In the Matter of the Petition of Jesus J. Go. to be Admitted a Citizen of the Philippines. JESUS J. GO, Petitioner-Appellee, v. REPUBLIC OF THE PHILIPPINES, Oppositor-Appellant.

Victoriano del Fierro for Appellee.

Solicitor General Ambrosio Padilla and Solicitor Isidro C. Borromeo for Appellant.


SYLLABUS


1. CITIZENSHIP; VIOLATION OF ELECTION LAW PRIOR TO FILING OF APPLICATION. — The petition for naturalization of an alien who has all the qualification required by law and none of the disqualifications for grant of Philippine citizenship, but who prior to the filing of his application and contrary to section 56 of the Revised Election Code, mingled politically with the Filipinos and solicited votes of his Filipino friends for the candidate of his preference because, being an alien he himself could not vote during elections, should not be granted.


D E C I S I O N


ENDENCIA, J.:


Appeal from a judgment rendered by the Court of First Instance of Cebu granting Philippine citizenship to petitioner-appellee Jesus J. Go.

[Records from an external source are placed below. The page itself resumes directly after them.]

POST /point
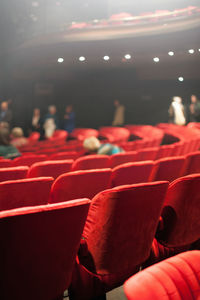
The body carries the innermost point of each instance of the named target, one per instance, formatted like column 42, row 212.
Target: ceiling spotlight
column 191, row 51
column 60, row 60
column 106, row 57
column 170, row 53
column 156, row 59
column 127, row 56
column 81, row 58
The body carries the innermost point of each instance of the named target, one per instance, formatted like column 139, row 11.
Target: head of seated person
column 93, row 146
column 6, row 149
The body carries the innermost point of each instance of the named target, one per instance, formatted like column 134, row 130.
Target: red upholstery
column 50, row 168
column 148, row 154
column 122, row 158
column 168, row 168
column 24, row 192
column 175, row 278
column 27, row 160
column 80, row 184
column 91, row 162
column 38, row 249
column 64, row 155
column 119, row 230
column 131, row 173
column 13, row 173
column 192, row 163
column 5, row 163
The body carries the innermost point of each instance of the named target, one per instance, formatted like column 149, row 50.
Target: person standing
column 119, row 114
column 50, row 123
column 69, row 119
column 5, row 113
column 194, row 109
column 177, row 112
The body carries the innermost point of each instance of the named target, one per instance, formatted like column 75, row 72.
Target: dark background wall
column 92, row 93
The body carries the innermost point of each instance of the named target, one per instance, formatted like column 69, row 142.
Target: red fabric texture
column 38, row 249
column 13, row 173
column 50, row 168
column 24, row 192
column 193, row 163
column 181, row 212
column 131, row 173
column 168, row 168
column 80, row 184
column 91, row 162
column 27, row 160
column 148, row 154
column 173, row 279
column 119, row 231
column 122, row 158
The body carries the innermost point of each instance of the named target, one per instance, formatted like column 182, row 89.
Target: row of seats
column 126, row 227
column 127, row 173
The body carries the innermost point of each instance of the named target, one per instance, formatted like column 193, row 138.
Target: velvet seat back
column 38, row 249
column 122, row 158
column 168, row 168
column 80, row 184
column 24, row 192
column 13, row 173
column 175, row 278
column 28, row 160
column 131, row 173
column 50, row 168
column 181, row 212
column 91, row 162
column 121, row 225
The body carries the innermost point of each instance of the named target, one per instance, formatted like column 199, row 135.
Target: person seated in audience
column 69, row 119
column 194, row 109
column 50, row 123
column 6, row 149
column 119, row 114
column 93, row 146
column 5, row 113
column 177, row 112
column 18, row 139
column 36, row 120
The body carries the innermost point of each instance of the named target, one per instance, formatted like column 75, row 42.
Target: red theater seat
column 131, row 173
column 122, row 158
column 80, row 184
column 27, row 160
column 24, row 192
column 50, row 168
column 148, row 154
column 91, row 162
column 13, row 173
column 192, row 164
column 64, row 155
column 5, row 163
column 168, row 168
column 180, row 225
column 38, row 250
column 118, row 234
column 175, row 278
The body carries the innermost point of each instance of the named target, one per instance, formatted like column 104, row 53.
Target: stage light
column 81, row 58
column 106, row 57
column 156, row 59
column 127, row 56
column 191, row 51
column 170, row 53
column 60, row 60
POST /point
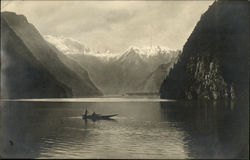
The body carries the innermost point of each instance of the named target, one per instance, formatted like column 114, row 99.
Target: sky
column 114, row 25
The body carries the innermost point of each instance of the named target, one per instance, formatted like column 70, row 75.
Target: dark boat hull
column 98, row 117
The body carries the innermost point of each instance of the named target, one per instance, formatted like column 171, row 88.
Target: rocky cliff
column 31, row 67
column 214, row 61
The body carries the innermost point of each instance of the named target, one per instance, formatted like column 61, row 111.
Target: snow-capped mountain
column 70, row 46
column 117, row 73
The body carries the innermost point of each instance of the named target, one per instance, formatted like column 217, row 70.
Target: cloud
column 115, row 25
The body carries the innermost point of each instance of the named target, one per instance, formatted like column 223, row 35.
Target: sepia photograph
column 124, row 79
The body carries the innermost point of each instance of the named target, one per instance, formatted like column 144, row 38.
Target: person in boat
column 86, row 112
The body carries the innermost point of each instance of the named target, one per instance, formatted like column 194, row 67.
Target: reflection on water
column 141, row 130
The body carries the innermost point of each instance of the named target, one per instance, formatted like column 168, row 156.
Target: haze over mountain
column 34, row 68
column 214, row 61
column 117, row 73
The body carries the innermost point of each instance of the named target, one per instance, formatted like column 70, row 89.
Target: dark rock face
column 31, row 68
column 214, row 62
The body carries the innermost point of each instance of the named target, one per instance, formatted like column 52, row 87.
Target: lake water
column 145, row 128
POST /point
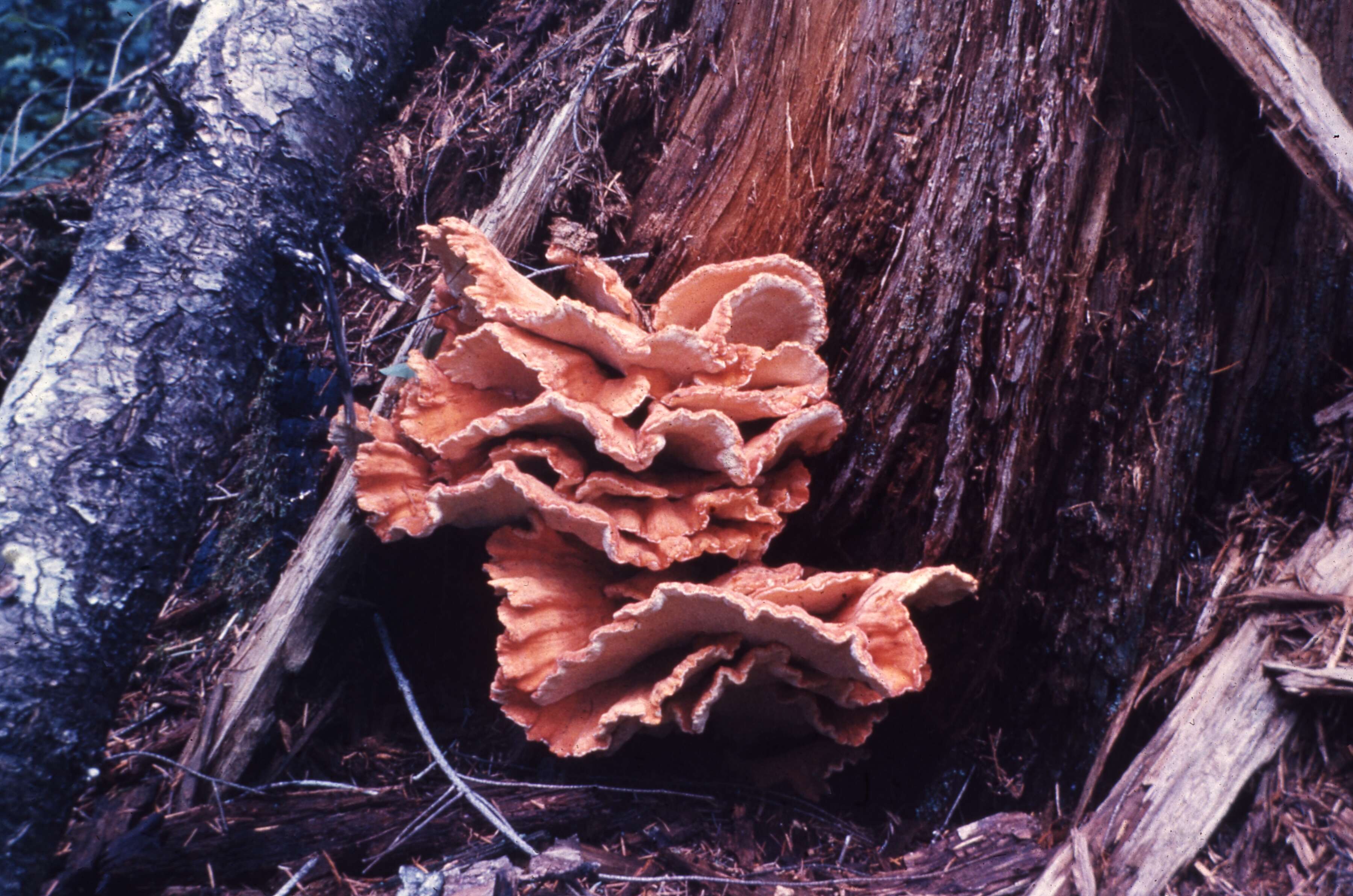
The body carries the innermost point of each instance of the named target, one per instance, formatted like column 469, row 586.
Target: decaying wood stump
column 1076, row 293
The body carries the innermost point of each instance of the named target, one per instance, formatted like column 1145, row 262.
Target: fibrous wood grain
column 1303, row 115
column 1228, row 726
column 1165, row 807
column 136, row 386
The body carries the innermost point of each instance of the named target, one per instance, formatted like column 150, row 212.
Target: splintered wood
column 631, row 450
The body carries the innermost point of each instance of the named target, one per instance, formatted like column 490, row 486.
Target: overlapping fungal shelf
column 615, row 450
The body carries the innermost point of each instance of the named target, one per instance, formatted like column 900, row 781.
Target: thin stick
column 481, row 804
column 1337, row 654
column 325, row 281
column 540, row 272
column 424, row 819
column 295, row 879
column 958, row 799
column 18, row 164
column 413, row 322
column 532, row 786
column 371, row 274
column 117, row 51
column 474, row 117
column 735, row 882
column 601, row 60
column 275, row 786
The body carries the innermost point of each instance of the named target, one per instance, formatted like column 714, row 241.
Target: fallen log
column 289, row 623
column 1228, row 726
column 136, row 386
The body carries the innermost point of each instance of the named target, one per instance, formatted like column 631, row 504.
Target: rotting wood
column 289, row 623
column 137, row 383
column 995, row 855
column 1165, row 807
column 1303, row 115
column 949, row 190
column 352, row 828
column 1228, row 726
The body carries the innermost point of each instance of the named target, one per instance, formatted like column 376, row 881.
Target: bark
column 137, row 382
column 1076, row 292
column 290, row 622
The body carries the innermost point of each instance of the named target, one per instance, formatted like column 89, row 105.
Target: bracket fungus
column 630, row 448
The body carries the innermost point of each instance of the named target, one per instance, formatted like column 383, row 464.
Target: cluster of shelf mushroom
column 619, row 454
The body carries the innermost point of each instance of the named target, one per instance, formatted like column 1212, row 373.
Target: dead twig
column 18, row 166
column 481, row 804
column 371, row 274
column 259, row 791
column 592, row 72
column 295, row 879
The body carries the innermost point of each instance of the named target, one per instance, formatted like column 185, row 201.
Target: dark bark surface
column 1078, row 295
column 136, row 385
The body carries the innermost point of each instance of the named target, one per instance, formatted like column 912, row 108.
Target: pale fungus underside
column 630, row 448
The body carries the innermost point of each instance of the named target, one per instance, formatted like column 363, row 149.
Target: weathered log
column 1057, row 283
column 1229, row 725
column 1303, row 117
column 1065, row 268
column 286, row 628
column 1165, row 807
column 135, row 387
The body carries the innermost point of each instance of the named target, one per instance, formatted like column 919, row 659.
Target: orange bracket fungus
column 613, row 451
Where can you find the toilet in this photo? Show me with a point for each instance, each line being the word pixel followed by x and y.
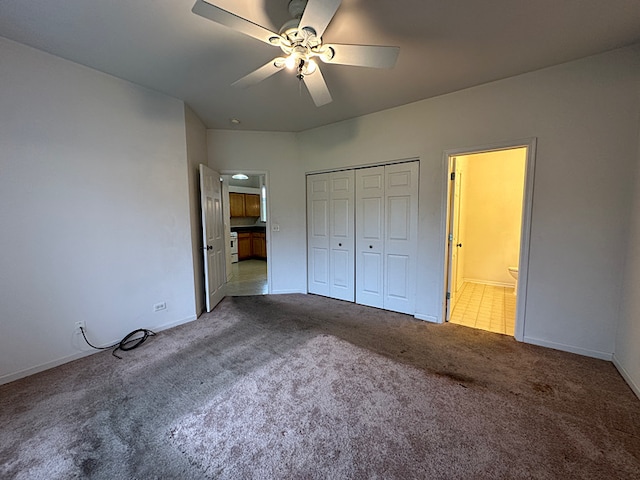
pixel 513 271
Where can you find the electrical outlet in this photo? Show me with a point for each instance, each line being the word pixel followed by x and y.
pixel 160 306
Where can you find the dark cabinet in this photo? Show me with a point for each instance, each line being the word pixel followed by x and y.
pixel 244 245
pixel 244 204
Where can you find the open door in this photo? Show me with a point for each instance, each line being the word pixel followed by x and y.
pixel 455 243
pixel 212 236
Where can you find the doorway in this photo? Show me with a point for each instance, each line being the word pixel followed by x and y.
pixel 488 218
pixel 246 218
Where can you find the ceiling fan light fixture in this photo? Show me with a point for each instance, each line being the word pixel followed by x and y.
pixel 310 67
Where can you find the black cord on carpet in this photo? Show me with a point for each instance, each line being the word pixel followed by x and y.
pixel 126 344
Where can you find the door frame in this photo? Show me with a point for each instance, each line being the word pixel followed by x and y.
pixel 268 226
pixel 525 232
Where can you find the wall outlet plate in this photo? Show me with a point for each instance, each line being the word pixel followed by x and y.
pixel 160 306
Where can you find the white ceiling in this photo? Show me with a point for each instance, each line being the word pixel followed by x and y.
pixel 445 45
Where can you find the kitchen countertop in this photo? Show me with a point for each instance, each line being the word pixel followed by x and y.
pixel 249 228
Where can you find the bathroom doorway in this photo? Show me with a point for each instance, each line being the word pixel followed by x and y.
pixel 488 217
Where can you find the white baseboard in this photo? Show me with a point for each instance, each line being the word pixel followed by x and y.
pixel 627 378
pixel 286 292
pixel 569 348
pixel 427 318
pixel 75 356
pixel 45 366
pixel 489 282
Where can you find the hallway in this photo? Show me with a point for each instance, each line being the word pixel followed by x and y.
pixel 248 277
pixel 486 307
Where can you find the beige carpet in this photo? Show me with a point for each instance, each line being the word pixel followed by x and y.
pixel 299 386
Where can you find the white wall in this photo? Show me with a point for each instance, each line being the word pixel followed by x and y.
pixel 277 154
pixel 196 134
pixel 585 117
pixel 94 208
pixel 491 193
pixel 627 352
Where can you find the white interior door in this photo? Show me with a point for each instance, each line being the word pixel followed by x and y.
pixel 341 214
pixel 454 238
pixel 212 235
pixel 318 235
pixel 370 236
pixel 401 236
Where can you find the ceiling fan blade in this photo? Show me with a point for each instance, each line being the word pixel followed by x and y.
pixel 211 12
pixel 363 55
pixel 318 88
pixel 318 13
pixel 265 71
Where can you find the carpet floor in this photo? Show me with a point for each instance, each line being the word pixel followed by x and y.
pixel 305 387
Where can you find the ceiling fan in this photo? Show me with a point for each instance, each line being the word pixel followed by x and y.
pixel 300 40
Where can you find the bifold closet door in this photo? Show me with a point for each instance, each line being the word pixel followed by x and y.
pixel 370 236
pixel 330 235
pixel 387 236
pixel 401 237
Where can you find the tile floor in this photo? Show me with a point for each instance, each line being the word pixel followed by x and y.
pixel 248 277
pixel 486 307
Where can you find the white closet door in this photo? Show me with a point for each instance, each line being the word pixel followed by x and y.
pixel 330 234
pixel 341 244
pixel 370 236
pixel 401 236
pixel 318 236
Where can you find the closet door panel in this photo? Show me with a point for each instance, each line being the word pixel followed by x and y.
pixel 370 236
pixel 342 264
pixel 401 237
pixel 318 236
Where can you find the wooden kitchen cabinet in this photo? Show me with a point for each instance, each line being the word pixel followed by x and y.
pixel 251 205
pixel 258 245
pixel 236 204
pixel 244 245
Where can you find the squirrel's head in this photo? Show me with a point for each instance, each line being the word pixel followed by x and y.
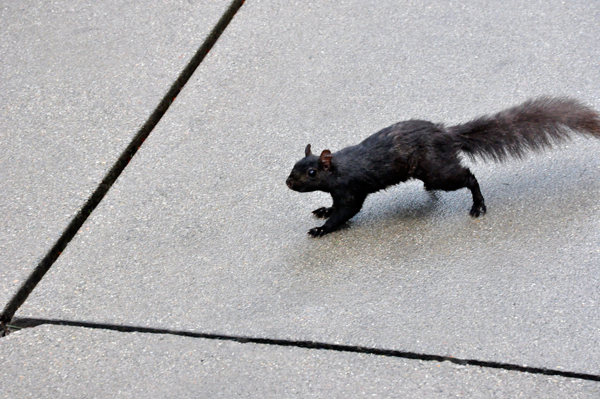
pixel 311 173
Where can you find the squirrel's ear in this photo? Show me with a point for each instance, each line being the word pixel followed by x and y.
pixel 307 151
pixel 325 159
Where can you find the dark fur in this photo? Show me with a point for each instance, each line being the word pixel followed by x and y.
pixel 430 152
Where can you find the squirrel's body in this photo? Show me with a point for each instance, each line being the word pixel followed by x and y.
pixel 430 152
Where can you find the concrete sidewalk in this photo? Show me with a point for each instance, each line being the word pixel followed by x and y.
pixel 198 260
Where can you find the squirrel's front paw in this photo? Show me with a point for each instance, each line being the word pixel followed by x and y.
pixel 323 212
pixel 478 210
pixel 317 232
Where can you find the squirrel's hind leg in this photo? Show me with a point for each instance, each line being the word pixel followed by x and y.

Petitioner-appellee is a Chinese citizen, born in Bogo, Cebu; he is single and has acquired his high school education from the Cebu Roosevelt Memorial Colleges; he has finished the course in Pharmacy, but has not taken the Board Examination, he being an alien; he has no lucrative profession, but he has an allowance of P60 from his father. He owns property valued at P6,000 which was donated to him by his grandmother on July 17, 1954, or one week before he filed his application for naturalization. He speaks and writes English and the Cebuano dialect; he believes in the principles underlying the Philippine Constitution and is not opposed to organized government nor affiliated with any association or group of persons who uphold doctrines opposed to all organized government; he does not believe in the necessity or propriety of violence or assassination for the success and predominance of men’s ideas; he has never been convicted of any crime involving moral turpitude and is not suffering from any mental alienation or any incurable contagious disease. Seemingly he has all the qualifications required by law and none of the disqualifications for the grant of Philippine citizenship and therefore the decision appealed from should be maintained. But inasmuch as his witness Jesus Varallo testified that the petitioner-appellee mingled politically with the Filipinos and solicited votes of his Filipino friends for the candidate of his preference because he could not himself vote during elections, being an alien, the government appealed contending that under the ruling of this Court in the case of Benluy v. Republic of the Philippines, (94 Phil., 110, 50 Off. Gaz., 142), the decision in question should be reversed.

Section 56 of the Revised Election Code clearly provides that "no foreigner shall aid any candidate, directly or indirectly, or take part in or to influence in any manner any election.’ Not only in the case aforecited, but also in the cases of Ernesto Go v. Republic of the Philippines, G. R. No. L-12101, Jan. 24, 1959; and Kiat Chun Tan v. Republic of the Philippines, supra p. 159, we ruled that violation of the Election Law committed by aliens prior to the filing of their application is sufficient cause for not granting them Philippine citizenship, such violation being considered a serious offense penalized under Sections 183 and 185 of the Revised Election Code with imprisonment of not less than one year and one day but not more than five years and deportation in case of a foreigner. The facts proven in the instant case are similar to those involved in the aforecited cases. Accordingly the decision of the lower court should be as it is hereby reversed, with costs.

Paras, C.J., Bengzon, Padilla, Bautista Angelo, Labrador, Concepcion, Reyes, J. B. L., Barrera and Gutierrez David, JJ., concur.